A comienzos del siglo XII, coincidiendo en el tiempo con la Historia regum Britanniae, comenzó a manifestarse en Europa una nueva sensibilidad acreditada en la proliferación del culto a María y en el desarrollo de la literatura caballeresca del amor cortés que establecería un nuevo vehículo educativo basado en valores nobles como la idealización de la mujer amada, el ejercicio de las armas, la defensa de la religión y el auxilio a los débiles. En este escenario, bajo la protección de poderosas damas como Leonor de Aquitania, se enalteció el ideal del caballero cortesano cristiano sugeridos por Bonizo de Sutri en su Liber de vita christiana y precisados más tarde por el mallorquín Ramon Llull en su Libro del Orden de Caballería.

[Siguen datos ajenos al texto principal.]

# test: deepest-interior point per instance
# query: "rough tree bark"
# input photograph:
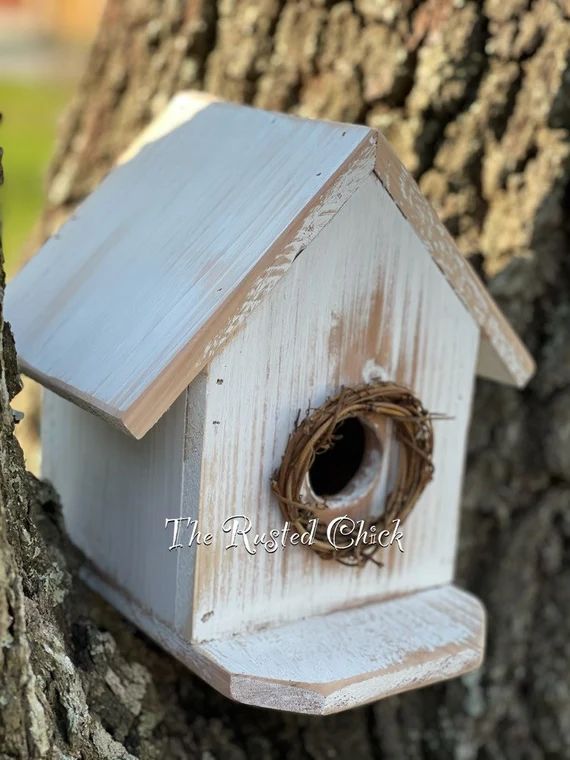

Esta visión del mundo se había generado en los cantares de gesta, epopeyas nacionales que narraban las hazañas de los grandes héroes del pasado y que las nacientes monarquías europeas utilizaban como espejo de virtudes. Así, en España triunfó el Cantar de Mío Cid, en Francia la Chanson de Roland, en Alemania la Nibelungenlied y en Inglaterra La historia del rey Arturo y sus caballeros de la Tabla Redonda.